1. 30
    1. 8

      Choosing a random order is not a good idea, because there is a chance that both possibilities would eventually get inserted, and what would that mean?

      We are just now going into the development of this very feature. And I have a feeling we have not taken this into the consideration. Thank you for saving us hours!

      1. 2

        haha awesome. Please share your experience with the schema that you decide on, later on when you’ve got some.

      2. 2

        You can use a cryptographic operation like the one described in this recent post: https://lobste.rs/s/ousoal/how_play_poker_by_mail_without_trusting

        Basically, there is a single row, single column model too. I don’t think it’s performance would be good for anything but pairwise friend testing. Basically any operation with the commutative property and a wide enough range to avoid collisions works. “Sort them and make them a tuple” is just an intuitive function with the commutative property that implicitly has the range needed.

    2. 5

      Modeling such concepts in a relational model to me is only half of the equation.
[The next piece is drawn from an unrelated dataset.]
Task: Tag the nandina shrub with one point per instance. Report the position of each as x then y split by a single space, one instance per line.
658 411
The real challenge is how to represent the numerous constraints (rules) between concepts and other logic, without the codebase evolving into a big ball of mud as size and complexity increase?

    3. 4

      You could have single-row “core” table and then create view for simulating two-row view to simplify queries (my friends are friends where user_1 = my_id). This would provide best of both of the two worlds.

      1. 1

        That’s true. However if you implement this view through UNION ALL it’s possible that it would be later used in some ad-hoc analytic query and the performance could be non-obvious (and hidden by the view). It’s manageable, but it needs to be kept in mind.

    4. 3
    5. 2

      The first version of this query was buggy, because I carelessly used the obvious-looking condition “WHERE user1_id = 5 OR user2_id = 5”. This condition is wrong.

      For the slower among us, what makes this condition wrong? Is it because the SELECT only gets one of the two user_id values?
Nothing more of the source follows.